D’une façon générale les réponses montrent que la place de l’Amérique latine coloniale dans les programmes des concours est correcte. Cependant, la dernière question qui figurait aux programme du CAPES et de l’Agrégation est unanimement décriée, que ce soit dans sa formulation ou dans son contenu, en des termes très sévères : scandaleuse, très mal formulée, absurde, etc. Un collègue se montre farouchement opposé à des questions déconnectées d’un corpus écrit précis et contre des bibliographies inutilisables car monstrueuses.

Pour ce qui est du recrutement des enseignants chercheurs on remarque un déficit important dans notre domaine qui se voit peu à peu déserté. L’émergence d’autres espaces tels que l’Amérique contemporaine ou le cinéma ne devrait pas se faire au détriment de l’Amérique coloniale qui reste un espace utile et formateur à tous égards que l’on est en passe d’abandonner à la recherche espagnole, anglo-américaine ou allemande.

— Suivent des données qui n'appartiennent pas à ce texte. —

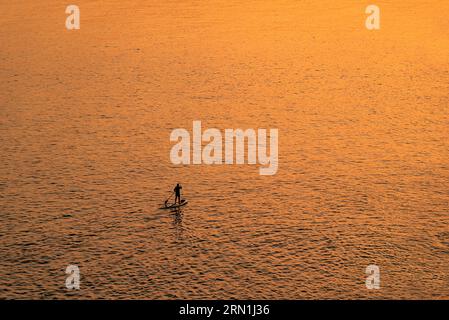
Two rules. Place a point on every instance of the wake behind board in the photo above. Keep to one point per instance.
(176, 205)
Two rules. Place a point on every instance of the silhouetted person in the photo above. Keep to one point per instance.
(177, 191)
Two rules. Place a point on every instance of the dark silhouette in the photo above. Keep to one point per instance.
(177, 191)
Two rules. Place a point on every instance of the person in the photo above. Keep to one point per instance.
(177, 191)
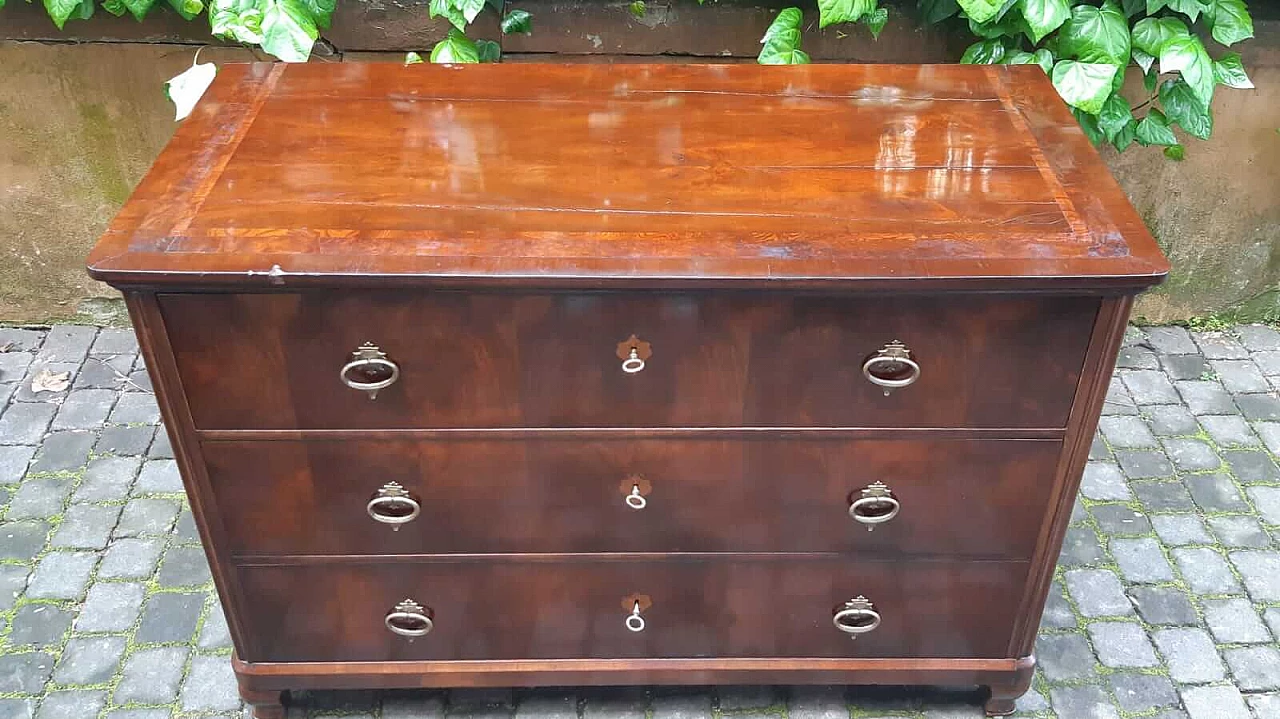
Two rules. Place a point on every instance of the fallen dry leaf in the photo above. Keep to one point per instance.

La recherche latino-américaine dans le domaine colonial reste relativement active et elle est présente de façon inégale dans le panorama universitaire français. Cependant, le rapporteur souligne un repli, une tendance au déclin dont les causes tiennent aux difficultés matérielles et au manque de moyens, eu égard à l’éloignement des sources et aux coûts pour les consulter, ainsi qu’à la concurrence d’autres espaces qui permettent une recherche plus commode et plus attrayante.

Par ailleurs, on a l’impression que la disparition par départ à la retraite (Saint-Lu, les frères Duviols, Estrade, Lafaye et plus récemment Sanchez) ou malheureusement par décès (Baudot, Minguet, Milhou) des figures de proue de l’américanisme colonial qui ont donné leurs lettres de noblesse à ce domaine et ont formé la génération actuellement en fonctions a laissé un espace qui se désertifie et qu’il semble difficile de combler actuellement. D’autant plus que la concurrence surtout en région parisienne de l’EHESS est rude et qu’elle retient bon nombre de thésards dont beaucoup d’étrangers qui auraient parfaitement leur place dans nos formations.

Cela se traduit par un étiage du nombre de thèses soutenues et de sujets  déposés (vérifié auprès du fichier central) et par une absence regrettable de candidats aux postes à pourvoir par les différentes commissions de spécialistes. Ce qui a pour effet concomitant l’afflux de candidats historiens, ethnologues, anthropologues, sociologues qui briguent les postes d’Espagnol au seul motif que leurs travaux portent sur l’Amérique latine et souvent sans le moindre diplôme en Espagnol, la discipline qu’ils seront appelés à enseigner.

C’est extrêmement dangereux pour notre discipline et pour nos formations. Car cela pourrait vouloir dire que nous ne sommes pas capables de former notre propre relève et plus grave encore que n’importe qui peut enseigner notre discipline, l’Espagnol, sans avoir les titres ni la formation ad hoc ce qui constitue la meilleure façon de la déprécier. Je saisis donc l’occasion de ce rapport pour tirer la sonnette d’alarme et appeler les chercheurs en quête d’espaces de recherche à s’intéresser à un continent et à une époque qui demeurent passionnants et dans lesquels il reste encore beaucoup à faire.

Pour citer cet article :  Gomez Thomas (2006). "Rapport sur la recherche dans le domaine Amérique coloniale".  Actes des journées d'études de la Société des Hispanistes Français, Poitiers, 12 et 13 mai 2006.